At the present time, cumulative advance bookings for 2012 are at slightly higher prices with slightly lower occupancies compared to the prior year. For the last six weeks, booking volumes for the first three quarters of 2012 are running well ahead of the prior year at lower prices.

Based on current booking trends, the company forecasts full year 2012 net revenue yields, on a constant dollar basis, to be up 1.0 to 2.0 percent. The company expects net cruise costs excluding fuel per ALBD for the full year 2012 to be in line with the prior year on a constant dollar basis. At current exchange rates, full year 2012 net income is expected to be reduced by $135 million or $0.17 per share compared to 2011 due to changes in currency exchange rates.

Taking all the above factors into consideration, the company forecasts full year 2012 non- GAAP diluted earnings per share to be in the range of $2.55 to $2.85, compared to 2011 non- GAAP diluted earnings of $2.42 per share.
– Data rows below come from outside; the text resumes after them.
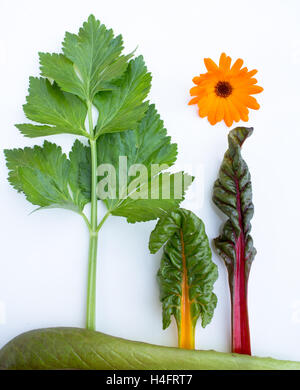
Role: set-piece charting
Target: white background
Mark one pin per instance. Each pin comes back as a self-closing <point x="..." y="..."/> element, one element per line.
<point x="43" y="256"/>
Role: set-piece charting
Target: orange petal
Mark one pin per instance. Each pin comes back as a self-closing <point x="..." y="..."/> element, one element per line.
<point x="210" y="65"/>
<point x="204" y="105"/>
<point x="251" y="73"/>
<point x="196" y="80"/>
<point x="220" y="110"/>
<point x="227" y="117"/>
<point x="254" y="89"/>
<point x="249" y="101"/>
<point x="244" y="117"/>
<point x="233" y="111"/>
<point x="222" y="61"/>
<point x="212" y="112"/>
<point x="196" y="91"/>
<point x="242" y="109"/>
<point x="194" y="100"/>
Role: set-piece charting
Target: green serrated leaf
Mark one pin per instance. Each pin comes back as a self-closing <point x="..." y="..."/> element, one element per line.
<point x="59" y="68"/>
<point x="96" y="55"/>
<point x="187" y="273"/>
<point x="79" y="176"/>
<point x="123" y="107"/>
<point x="47" y="104"/>
<point x="43" y="175"/>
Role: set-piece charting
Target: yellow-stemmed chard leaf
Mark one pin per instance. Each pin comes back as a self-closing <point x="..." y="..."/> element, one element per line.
<point x="186" y="275"/>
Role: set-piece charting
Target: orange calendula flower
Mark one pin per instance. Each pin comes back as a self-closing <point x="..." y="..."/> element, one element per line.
<point x="224" y="92"/>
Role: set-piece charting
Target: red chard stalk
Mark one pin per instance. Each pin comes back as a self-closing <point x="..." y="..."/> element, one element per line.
<point x="232" y="194"/>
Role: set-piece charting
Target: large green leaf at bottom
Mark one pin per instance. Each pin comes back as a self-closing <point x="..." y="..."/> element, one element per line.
<point x="186" y="252"/>
<point x="74" y="348"/>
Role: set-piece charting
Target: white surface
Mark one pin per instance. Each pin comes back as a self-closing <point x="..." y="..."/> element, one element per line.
<point x="43" y="260"/>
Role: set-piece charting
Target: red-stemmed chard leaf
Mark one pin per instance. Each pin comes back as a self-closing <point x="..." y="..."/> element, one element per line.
<point x="232" y="194"/>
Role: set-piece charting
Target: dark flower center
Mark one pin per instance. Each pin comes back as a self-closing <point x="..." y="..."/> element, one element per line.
<point x="223" y="89"/>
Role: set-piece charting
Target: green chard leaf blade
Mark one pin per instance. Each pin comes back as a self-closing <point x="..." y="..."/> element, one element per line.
<point x="44" y="175"/>
<point x="187" y="273"/>
<point x="232" y="194"/>
<point x="142" y="192"/>
<point x="123" y="107"/>
<point x="47" y="104"/>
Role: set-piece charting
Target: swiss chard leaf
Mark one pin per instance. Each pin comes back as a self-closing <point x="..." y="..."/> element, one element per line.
<point x="123" y="107"/>
<point x="43" y="175"/>
<point x="47" y="104"/>
<point x="187" y="273"/>
<point x="232" y="194"/>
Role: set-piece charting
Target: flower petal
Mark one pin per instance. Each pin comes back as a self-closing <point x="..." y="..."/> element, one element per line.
<point x="210" y="65"/>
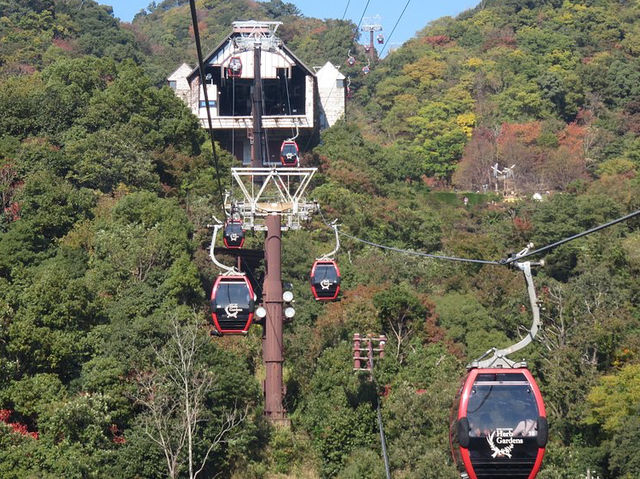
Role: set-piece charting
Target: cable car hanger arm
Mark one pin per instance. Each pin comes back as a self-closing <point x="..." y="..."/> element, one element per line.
<point x="334" y="225"/>
<point x="226" y="269"/>
<point x="499" y="356"/>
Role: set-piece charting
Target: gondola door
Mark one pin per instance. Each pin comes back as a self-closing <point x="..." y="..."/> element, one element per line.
<point x="232" y="304"/>
<point x="325" y="280"/>
<point x="501" y="426"/>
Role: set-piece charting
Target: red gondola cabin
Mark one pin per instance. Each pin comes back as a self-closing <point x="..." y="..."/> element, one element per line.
<point x="289" y="153"/>
<point x="232" y="304"/>
<point x="233" y="235"/>
<point x="501" y="424"/>
<point x="325" y="280"/>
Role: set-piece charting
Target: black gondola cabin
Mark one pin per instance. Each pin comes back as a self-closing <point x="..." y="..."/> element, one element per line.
<point x="501" y="426"/>
<point x="325" y="280"/>
<point x="289" y="153"/>
<point x="232" y="304"/>
<point x="233" y="235"/>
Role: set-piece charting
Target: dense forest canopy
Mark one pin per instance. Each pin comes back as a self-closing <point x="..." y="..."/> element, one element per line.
<point x="107" y="186"/>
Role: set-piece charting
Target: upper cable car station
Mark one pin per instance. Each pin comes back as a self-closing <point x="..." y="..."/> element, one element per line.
<point x="252" y="64"/>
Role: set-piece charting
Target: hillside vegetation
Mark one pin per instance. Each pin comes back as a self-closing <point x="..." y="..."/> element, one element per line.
<point x="107" y="185"/>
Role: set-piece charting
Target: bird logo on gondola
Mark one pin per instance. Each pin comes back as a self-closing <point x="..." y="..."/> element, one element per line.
<point x="497" y="452"/>
<point x="232" y="310"/>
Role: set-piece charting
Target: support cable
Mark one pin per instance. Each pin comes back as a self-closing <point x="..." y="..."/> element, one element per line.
<point x="383" y="442"/>
<point x="503" y="262"/>
<point x="362" y="16"/>
<point x="345" y="10"/>
<point x="233" y="114"/>
<point x="405" y="251"/>
<point x="394" y="28"/>
<point x="571" y="238"/>
<point x="196" y="34"/>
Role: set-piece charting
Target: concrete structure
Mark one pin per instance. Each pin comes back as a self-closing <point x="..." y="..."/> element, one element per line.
<point x="331" y="92"/>
<point x="179" y="84"/>
<point x="296" y="102"/>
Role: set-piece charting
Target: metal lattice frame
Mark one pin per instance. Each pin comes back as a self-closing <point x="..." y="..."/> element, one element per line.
<point x="252" y="32"/>
<point x="269" y="191"/>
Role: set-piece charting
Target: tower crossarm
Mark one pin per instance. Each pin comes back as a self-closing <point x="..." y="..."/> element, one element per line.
<point x="267" y="191"/>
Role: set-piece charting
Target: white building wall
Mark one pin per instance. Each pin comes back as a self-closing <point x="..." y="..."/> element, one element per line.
<point x="182" y="88"/>
<point x="269" y="61"/>
<point x="331" y="90"/>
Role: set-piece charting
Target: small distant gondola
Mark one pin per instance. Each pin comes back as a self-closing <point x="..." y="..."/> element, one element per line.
<point x="325" y="280"/>
<point x="501" y="424"/>
<point x="233" y="235"/>
<point x="289" y="153"/>
<point x="232" y="304"/>
<point x="235" y="67"/>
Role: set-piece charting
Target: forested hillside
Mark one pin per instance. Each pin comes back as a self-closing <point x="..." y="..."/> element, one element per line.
<point x="107" y="185"/>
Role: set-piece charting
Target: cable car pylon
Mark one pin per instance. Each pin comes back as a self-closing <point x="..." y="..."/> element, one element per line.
<point x="501" y="427"/>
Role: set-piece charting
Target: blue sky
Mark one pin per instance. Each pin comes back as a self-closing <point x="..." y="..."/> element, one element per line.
<point x="417" y="15"/>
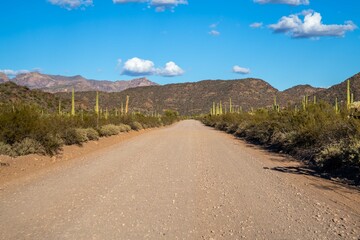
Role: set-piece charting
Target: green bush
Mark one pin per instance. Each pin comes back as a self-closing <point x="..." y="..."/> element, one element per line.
<point x="75" y="136"/>
<point x="28" y="146"/>
<point x="92" y="134"/>
<point x="124" y="127"/>
<point x="5" y="149"/>
<point x="109" y="130"/>
<point x="318" y="134"/>
<point x="136" y="126"/>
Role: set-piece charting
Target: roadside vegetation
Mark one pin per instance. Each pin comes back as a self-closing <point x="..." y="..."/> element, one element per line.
<point x="326" y="136"/>
<point x="27" y="129"/>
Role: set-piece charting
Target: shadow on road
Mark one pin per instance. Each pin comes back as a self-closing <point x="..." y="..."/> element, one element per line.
<point x="307" y="171"/>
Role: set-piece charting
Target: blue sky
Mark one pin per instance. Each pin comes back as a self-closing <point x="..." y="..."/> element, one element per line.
<point x="285" y="42"/>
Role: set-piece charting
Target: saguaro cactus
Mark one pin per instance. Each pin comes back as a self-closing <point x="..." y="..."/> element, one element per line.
<point x="73" y="103"/>
<point x="127" y="104"/>
<point x="59" y="107"/>
<point x="348" y="95"/>
<point x="97" y="104"/>
<point x="230" y="106"/>
<point x="276" y="107"/>
<point x="336" y="106"/>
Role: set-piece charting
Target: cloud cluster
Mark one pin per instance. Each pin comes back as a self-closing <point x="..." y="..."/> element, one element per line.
<point x="12" y="73"/>
<point x="140" y="67"/>
<point x="310" y="27"/>
<point x="71" y="4"/>
<point x="160" y="5"/>
<point x="289" y="2"/>
<point x="240" y="70"/>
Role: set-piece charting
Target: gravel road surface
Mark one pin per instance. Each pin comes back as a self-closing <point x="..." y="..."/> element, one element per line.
<point x="186" y="181"/>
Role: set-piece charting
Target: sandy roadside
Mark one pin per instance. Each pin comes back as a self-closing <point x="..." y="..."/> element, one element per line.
<point x="26" y="167"/>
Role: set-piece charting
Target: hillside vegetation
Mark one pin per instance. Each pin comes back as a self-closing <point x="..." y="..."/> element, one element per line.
<point x="324" y="137"/>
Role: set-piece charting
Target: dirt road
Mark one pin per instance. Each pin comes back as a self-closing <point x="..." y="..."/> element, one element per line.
<point x="182" y="182"/>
Looking forward, Chairman and CEO Micky Arison stated, “Our base of business for 2012 is solid and we are experiencing strong booking volumes leading into wave season, our heaviest booking period which begins in early January. Despite the uncertain economic environment, we anticipate a continued slow recovery in yields in 2012 driven by ongoing consumer recognition that our cruises provide an exceptional value.”